Curiously, that Wikipedia article gives no historical info regarding when we first learned about scale height. However, the article on the barometer does mention that
However, Pascal went even further to test the mechanical theory. If, as suspected by mechanical philosophers like Torricelli and Pascal, air had weight, the pressure would be less at higher altitudes. Therefore, Pascal wrote to his brother-in-law, Florin Perier, who lived near a mountain called the Puy de Dôme, asking him to perform a crucial experiment.
Perier was to take a barometer up the Puy de Dôme and make measurements along the way of the height of the column of mercury. He was then to compare it to measurements taken at the foot of the mountain to see if those measurements taken higher up were in fact smaller. In September 1648, Perier carefully and meticulously carried out the experiment, and found that Pascal's predictions had been correct. The column of mercury stood lower as the barometer was carried to a higher altitude.
In the subsequent years, variations on this experiment have been performed, measuring temperature as well as barometric pressure, and carefully recording the time of measurement.
By the dawn of the space era, sensitive barometric pressure measurements were the standard way for aviators to determine their altitude, so estimating the air pressure at orbital altitudes was a simple exercise for any aeronautical navigator. See Altimeter for details.
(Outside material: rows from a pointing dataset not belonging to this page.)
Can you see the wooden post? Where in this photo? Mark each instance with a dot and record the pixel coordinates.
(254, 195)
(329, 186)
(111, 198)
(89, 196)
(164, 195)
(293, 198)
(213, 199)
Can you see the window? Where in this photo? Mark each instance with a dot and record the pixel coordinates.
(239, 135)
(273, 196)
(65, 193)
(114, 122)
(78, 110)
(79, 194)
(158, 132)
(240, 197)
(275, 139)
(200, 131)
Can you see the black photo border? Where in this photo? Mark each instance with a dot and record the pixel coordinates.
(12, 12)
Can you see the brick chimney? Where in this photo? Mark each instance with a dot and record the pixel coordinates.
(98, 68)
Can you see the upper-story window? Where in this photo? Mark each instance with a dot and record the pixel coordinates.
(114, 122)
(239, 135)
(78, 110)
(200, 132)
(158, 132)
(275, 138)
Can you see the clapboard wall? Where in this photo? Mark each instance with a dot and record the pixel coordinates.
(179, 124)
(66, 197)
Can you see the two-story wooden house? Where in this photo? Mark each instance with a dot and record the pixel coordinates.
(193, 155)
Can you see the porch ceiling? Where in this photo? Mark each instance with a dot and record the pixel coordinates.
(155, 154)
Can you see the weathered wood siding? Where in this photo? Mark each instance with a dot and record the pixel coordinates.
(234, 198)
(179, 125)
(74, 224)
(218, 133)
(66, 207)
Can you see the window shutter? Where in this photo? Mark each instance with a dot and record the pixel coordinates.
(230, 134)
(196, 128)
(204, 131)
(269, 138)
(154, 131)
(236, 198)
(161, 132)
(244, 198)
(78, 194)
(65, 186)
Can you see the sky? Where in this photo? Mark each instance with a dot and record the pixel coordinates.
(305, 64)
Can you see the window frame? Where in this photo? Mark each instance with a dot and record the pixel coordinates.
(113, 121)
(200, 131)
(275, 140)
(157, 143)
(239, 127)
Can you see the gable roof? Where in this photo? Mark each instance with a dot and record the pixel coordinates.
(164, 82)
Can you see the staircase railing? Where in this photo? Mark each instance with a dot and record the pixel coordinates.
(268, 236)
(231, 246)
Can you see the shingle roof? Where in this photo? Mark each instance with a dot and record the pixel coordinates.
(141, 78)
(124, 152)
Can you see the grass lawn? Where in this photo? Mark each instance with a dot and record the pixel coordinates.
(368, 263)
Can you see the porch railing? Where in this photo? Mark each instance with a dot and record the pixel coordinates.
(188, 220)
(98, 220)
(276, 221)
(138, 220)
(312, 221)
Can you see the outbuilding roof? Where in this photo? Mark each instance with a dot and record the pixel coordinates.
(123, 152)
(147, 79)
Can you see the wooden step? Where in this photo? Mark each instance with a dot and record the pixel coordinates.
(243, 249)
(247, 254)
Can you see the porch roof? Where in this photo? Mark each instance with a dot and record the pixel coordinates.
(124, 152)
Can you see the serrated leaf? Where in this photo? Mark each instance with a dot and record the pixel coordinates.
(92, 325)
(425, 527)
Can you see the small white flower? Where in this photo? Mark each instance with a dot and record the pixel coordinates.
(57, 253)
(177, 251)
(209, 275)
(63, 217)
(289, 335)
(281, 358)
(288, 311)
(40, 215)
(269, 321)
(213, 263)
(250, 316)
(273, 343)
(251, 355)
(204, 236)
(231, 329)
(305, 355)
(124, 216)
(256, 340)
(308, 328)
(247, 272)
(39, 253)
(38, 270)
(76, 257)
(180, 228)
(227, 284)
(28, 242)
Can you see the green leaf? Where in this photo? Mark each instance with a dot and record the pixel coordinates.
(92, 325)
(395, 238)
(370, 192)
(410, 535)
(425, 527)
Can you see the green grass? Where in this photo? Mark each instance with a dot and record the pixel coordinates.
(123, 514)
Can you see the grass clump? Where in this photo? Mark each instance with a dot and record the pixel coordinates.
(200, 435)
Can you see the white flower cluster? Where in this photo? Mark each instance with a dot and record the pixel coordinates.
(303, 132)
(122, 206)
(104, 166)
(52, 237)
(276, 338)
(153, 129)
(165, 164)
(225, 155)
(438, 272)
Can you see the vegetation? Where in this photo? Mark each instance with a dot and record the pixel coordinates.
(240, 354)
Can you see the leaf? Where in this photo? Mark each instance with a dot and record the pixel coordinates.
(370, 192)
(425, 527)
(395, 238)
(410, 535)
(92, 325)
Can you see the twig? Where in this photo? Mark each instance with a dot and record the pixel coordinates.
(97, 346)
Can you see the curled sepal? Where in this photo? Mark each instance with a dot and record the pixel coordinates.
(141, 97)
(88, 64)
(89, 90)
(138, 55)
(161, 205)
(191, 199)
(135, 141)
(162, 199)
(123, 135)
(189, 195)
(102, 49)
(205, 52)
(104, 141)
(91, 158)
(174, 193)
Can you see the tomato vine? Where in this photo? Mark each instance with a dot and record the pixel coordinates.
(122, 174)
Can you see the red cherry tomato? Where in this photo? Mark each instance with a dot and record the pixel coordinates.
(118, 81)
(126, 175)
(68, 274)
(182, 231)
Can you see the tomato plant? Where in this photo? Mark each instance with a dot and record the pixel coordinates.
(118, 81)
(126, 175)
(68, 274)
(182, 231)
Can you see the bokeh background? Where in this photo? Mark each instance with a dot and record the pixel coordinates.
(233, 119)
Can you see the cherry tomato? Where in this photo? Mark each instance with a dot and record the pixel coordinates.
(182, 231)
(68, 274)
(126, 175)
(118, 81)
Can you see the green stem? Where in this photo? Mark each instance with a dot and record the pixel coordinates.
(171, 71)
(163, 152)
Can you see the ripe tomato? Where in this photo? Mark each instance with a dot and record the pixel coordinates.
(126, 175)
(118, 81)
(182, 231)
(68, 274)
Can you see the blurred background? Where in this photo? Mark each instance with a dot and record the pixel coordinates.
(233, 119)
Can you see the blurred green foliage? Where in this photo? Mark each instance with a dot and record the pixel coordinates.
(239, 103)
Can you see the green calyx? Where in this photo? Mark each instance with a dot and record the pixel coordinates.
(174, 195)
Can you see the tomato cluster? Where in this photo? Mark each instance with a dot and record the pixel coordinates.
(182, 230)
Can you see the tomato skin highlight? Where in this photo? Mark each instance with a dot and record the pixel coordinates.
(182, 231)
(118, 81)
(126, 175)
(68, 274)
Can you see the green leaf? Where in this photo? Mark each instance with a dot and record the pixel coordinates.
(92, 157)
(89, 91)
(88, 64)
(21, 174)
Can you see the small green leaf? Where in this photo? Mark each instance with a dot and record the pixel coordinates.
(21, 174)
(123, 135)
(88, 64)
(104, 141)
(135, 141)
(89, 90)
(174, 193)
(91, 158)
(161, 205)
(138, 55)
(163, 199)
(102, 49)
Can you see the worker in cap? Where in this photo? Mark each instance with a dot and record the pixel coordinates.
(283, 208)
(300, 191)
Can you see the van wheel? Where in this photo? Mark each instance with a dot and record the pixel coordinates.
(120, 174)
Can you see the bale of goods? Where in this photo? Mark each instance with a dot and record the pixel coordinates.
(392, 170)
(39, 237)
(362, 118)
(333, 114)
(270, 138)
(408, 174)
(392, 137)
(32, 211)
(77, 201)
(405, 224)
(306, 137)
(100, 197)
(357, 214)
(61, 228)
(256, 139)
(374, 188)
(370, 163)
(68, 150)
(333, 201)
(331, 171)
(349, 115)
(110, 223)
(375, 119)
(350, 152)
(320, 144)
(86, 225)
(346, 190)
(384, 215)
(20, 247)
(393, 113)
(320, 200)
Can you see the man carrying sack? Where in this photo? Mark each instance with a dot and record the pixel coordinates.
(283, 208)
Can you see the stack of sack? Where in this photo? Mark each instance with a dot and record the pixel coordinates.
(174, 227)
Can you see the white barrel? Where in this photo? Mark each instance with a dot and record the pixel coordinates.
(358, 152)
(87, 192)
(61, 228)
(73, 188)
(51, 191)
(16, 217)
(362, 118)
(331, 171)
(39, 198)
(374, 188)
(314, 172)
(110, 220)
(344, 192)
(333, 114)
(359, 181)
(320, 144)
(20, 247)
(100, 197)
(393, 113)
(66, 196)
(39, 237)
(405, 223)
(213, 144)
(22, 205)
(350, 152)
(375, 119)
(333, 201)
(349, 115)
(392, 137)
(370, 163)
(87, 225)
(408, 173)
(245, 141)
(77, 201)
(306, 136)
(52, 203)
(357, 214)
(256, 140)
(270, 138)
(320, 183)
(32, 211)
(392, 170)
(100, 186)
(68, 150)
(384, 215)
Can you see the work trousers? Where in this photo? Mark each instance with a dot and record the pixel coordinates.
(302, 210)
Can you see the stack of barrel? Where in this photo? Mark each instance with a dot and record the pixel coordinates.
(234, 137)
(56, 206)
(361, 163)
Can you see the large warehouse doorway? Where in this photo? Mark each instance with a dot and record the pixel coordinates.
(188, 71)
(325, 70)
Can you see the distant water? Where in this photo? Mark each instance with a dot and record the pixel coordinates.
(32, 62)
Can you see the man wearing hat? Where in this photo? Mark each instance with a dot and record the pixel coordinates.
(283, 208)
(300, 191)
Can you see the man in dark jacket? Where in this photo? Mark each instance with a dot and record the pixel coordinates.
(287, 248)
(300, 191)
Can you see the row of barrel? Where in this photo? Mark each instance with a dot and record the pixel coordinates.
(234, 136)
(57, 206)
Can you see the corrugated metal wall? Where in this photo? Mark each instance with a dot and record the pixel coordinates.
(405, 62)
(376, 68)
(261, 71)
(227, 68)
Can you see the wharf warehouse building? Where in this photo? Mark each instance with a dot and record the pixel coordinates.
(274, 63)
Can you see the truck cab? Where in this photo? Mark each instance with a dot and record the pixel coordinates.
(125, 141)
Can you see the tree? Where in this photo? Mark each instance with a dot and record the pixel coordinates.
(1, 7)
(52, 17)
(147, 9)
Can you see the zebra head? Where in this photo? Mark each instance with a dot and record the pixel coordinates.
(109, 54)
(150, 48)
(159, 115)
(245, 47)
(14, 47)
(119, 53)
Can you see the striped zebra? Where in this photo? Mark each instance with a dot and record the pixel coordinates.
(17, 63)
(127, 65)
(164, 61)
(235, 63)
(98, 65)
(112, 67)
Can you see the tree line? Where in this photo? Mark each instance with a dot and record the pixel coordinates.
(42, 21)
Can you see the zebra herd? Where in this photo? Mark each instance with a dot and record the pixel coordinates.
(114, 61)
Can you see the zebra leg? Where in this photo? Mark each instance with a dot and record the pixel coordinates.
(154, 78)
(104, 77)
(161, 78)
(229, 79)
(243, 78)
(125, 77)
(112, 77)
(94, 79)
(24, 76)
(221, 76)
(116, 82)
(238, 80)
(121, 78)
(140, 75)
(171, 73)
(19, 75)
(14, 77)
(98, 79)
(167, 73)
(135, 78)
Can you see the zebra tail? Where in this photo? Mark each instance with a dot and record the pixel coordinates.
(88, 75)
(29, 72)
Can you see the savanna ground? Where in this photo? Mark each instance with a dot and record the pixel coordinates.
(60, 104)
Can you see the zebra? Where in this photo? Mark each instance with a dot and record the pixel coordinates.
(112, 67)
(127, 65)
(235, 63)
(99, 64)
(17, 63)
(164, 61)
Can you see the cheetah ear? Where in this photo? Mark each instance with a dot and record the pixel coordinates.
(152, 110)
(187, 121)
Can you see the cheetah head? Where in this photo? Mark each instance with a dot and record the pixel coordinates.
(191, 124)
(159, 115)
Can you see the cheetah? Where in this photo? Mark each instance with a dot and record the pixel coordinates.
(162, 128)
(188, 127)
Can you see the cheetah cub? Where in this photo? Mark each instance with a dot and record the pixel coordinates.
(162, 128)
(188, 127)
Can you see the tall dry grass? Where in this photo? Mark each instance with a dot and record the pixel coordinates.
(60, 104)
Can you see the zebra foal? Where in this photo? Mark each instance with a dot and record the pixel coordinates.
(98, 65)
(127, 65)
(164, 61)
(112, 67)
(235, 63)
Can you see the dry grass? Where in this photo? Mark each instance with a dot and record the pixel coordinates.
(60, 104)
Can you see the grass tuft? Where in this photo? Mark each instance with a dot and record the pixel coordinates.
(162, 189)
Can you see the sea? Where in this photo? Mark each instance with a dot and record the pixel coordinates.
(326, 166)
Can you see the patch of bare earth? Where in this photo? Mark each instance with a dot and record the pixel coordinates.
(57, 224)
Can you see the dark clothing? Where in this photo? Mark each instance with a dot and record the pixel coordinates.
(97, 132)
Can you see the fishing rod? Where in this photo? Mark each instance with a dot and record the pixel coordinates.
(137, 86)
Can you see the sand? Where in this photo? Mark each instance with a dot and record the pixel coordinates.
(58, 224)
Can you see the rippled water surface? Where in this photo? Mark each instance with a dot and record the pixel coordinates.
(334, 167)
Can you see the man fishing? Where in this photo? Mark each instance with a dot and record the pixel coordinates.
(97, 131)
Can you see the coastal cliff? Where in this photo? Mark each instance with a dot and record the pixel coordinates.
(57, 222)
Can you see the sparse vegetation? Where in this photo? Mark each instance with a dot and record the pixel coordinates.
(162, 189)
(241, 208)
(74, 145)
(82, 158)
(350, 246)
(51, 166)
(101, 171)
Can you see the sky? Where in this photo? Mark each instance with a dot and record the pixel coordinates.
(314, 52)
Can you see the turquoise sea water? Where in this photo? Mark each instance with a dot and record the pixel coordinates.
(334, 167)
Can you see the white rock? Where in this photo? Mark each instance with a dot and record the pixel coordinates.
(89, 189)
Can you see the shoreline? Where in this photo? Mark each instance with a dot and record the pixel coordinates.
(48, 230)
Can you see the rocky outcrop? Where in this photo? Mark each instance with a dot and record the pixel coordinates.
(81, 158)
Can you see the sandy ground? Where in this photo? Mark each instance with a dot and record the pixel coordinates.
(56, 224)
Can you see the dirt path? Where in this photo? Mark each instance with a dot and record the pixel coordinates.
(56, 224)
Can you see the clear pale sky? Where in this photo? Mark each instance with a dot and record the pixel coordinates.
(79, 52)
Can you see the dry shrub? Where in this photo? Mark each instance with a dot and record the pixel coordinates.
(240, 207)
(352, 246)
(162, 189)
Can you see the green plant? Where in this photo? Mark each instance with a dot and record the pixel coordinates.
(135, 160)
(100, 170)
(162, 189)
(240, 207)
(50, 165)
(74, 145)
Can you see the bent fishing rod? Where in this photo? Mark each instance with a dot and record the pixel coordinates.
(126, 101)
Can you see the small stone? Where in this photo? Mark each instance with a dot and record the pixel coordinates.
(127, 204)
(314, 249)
The change in temperature with altitude is generally known as the lapse rate. From Wikipedia,
The lapse rate is the rate at which an atmospheric variable, normally temperature in Earth's atmosphere, falls with altitude.
[...]
The environmental lapse rate (ELR), is the rate of decrease of temperature with altitude in the stationary atmosphere at a given time and location. As an average, the International Civil Aviation Organization (ICAO) defines an international standard atmosphere (ISA) with a temperature lapse rate of $6.50$ ºC/km from sea level to $11$ km. From $11$ km up to $20$ km the constant temperature is −56.5 °C, which is the lowest assumed temperature in the ISA. The standard atmosphere contains no moisture.
Unlike the idealized ISA, the temperature of the actual atmosphere does not always fall at a uniform rate with height. For example, there can be an inversion layer in which the temperature increases with altitude.
The behaviour of dry air is relatively simple to model. Moist air is much more complicated because water vapour is not well-modelled as an ideal gas. Water has a substantial latent heat of vaporisation, so it has a big effect on the air temperature when it vaporises and condenses.